Two top Federal Reserve officials - one with a dovish, employment-focused bent, and the other a self-avowed inflation hawk - on Monday both said they see no need for the central bank to ease monetary policy any further.
But the comments, from San Francisco Fed President John Williams and Dallas Fed President Richard Fisher, do not mean they believe the central bank should quickly move to raise rates, which it has kept near zero for more than three years.

The economy grew at a 2.2 percent pace last quarter, down from its 3 percent growth rate in the final three months of the year. Recent economic data, including a gauge of business activity in the Midwest, signal growth may slow further this quarter.
"I don't think we are ready to exit yet," Fisher, an inflation hawk, told Reuters at the Milken Institute Global Conference in Los Angeles.
Fisher said he would oppose the extension of Operation Twist, the Fed bond-buying program that is set to end in June, but stopped short of calling for outright monetary tightening.
"We'll have to see how the year works out," he said.
Speaking to the German financial daily Handelsblatt, San Francisco Fed's Williams suggested the Fed might need to push rates still lower if the U.S. unemployment rose substantially and growth slowed.
"But I'm today more optimistic about the economy than in January," Williams, a voter this year on the Fed's policy-setting panel, was quoted as saying.
"So far there is no need for further monetary measures," he said, pointing to an improvement in U.S. consumption and available income as well as positive signs in the property market.
Fed policymakers have been at odds for months over whether continued high unemployment - which registered 8.2 percent in March - and a moderate pace of economic growth should force them to try to push rates down further in hopes of boosting the recovery.
Doves like Chicago Fed President Charles Evans have called for further action, while hawks like Richmond Fed President Jeffrey Lacker have opposed it.
Last week, the Fed held its policy line, reiterating its expectation that it will need to keep rates low through late 2014. And while Fed Chairman Ben Bernanke held the door open to further easing, he did not suggest it was imminent.

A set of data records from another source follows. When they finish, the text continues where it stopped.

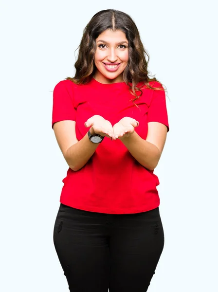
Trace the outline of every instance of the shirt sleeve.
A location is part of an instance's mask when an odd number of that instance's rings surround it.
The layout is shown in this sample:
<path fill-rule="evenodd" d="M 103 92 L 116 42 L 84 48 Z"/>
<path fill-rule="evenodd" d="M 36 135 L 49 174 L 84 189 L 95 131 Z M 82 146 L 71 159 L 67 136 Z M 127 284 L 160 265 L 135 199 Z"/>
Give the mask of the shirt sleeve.
<path fill-rule="evenodd" d="M 157 87 L 160 87 L 160 83 L 158 83 L 158 84 L 159 85 Z M 161 88 L 164 89 L 163 86 Z M 167 132 L 169 130 L 165 94 L 164 90 L 153 90 L 147 112 L 147 122 L 149 122 L 164 124 L 167 127 Z"/>
<path fill-rule="evenodd" d="M 53 91 L 52 127 L 56 122 L 75 121 L 76 109 L 73 106 L 72 82 L 65 80 L 56 84 Z"/>

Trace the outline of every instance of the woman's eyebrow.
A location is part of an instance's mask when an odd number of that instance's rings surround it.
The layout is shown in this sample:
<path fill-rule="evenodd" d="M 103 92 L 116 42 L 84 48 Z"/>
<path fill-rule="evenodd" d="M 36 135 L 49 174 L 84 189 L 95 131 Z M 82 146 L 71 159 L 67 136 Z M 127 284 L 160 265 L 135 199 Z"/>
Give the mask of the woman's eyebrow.
<path fill-rule="evenodd" d="M 103 40 L 103 39 L 99 39 L 97 42 L 98 43 L 99 41 L 101 41 L 102 42 L 107 44 L 108 45 L 109 44 L 109 43 L 108 42 L 106 41 L 105 40 Z M 124 40 L 123 41 L 119 41 L 119 42 L 117 43 L 116 44 L 118 45 L 118 44 L 124 44 L 124 43 L 126 43 L 126 44 L 128 44 L 128 43 L 126 40 Z"/>

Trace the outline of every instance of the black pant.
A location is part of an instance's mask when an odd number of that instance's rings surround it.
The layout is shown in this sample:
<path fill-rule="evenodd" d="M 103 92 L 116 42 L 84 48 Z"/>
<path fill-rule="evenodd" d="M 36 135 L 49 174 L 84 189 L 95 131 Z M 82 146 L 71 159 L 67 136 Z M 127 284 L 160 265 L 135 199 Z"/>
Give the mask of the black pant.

Fisher's opposition to further easing is rooted less in a conviction that the recovery has strengthened than in his long-held view that lower rates are doing little to boost jobs and may simply be giving Congress an excuse not to tackle the difficult job of reining in deficits and the national debt.
"By providing monetary accommodation, we are saying, in essence, 'Congress, you better eat your vegetables, or we are going to serve you a big plate of monetary cookies,'" Fisher said at a panel on job creation at the Global Conference.

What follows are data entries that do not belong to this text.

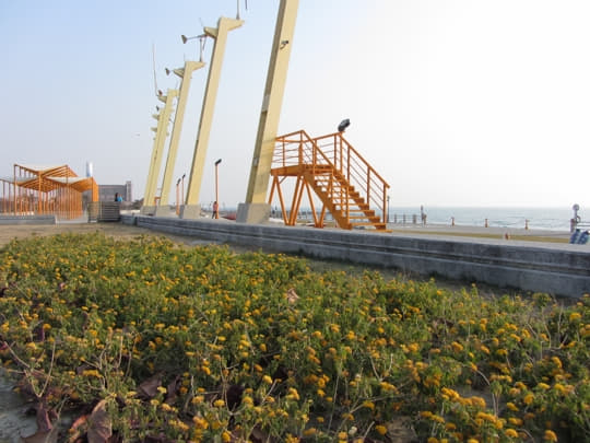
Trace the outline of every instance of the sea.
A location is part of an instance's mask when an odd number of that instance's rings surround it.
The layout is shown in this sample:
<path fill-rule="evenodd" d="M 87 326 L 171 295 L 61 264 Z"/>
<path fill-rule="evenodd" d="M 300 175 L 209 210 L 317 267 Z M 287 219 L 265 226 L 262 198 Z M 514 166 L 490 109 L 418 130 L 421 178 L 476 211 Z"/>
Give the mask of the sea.
<path fill-rule="evenodd" d="M 566 231 L 570 230 L 570 220 L 574 217 L 571 208 L 475 208 L 475 207 L 424 207 L 426 222 L 428 224 L 452 223 L 463 226 L 485 226 L 486 220 L 489 228 L 526 228 L 531 230 Z M 420 207 L 389 208 L 389 221 L 396 219 L 411 223 L 413 215 L 421 220 Z M 590 210 L 578 211 L 582 222 L 590 221 Z"/>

The Fed's program of bond purchases is pushing down the price of debt, interfering with a pricing mechanism that would otherwise force Congress to come to terms with its "fiscal misfeasance," he said.
"We have children in Congress," he said. "They need to be disciplined.
Williams is due to speak to the conference on Tuesday, along with fellow doves Chicago Fed's Evans and Atlanta Fed President Dennis Lockhart.
Philadelphia Fed President Charles Plosser, an opponent of further easing, is also scheduled to speak on Tuesday in Southern California.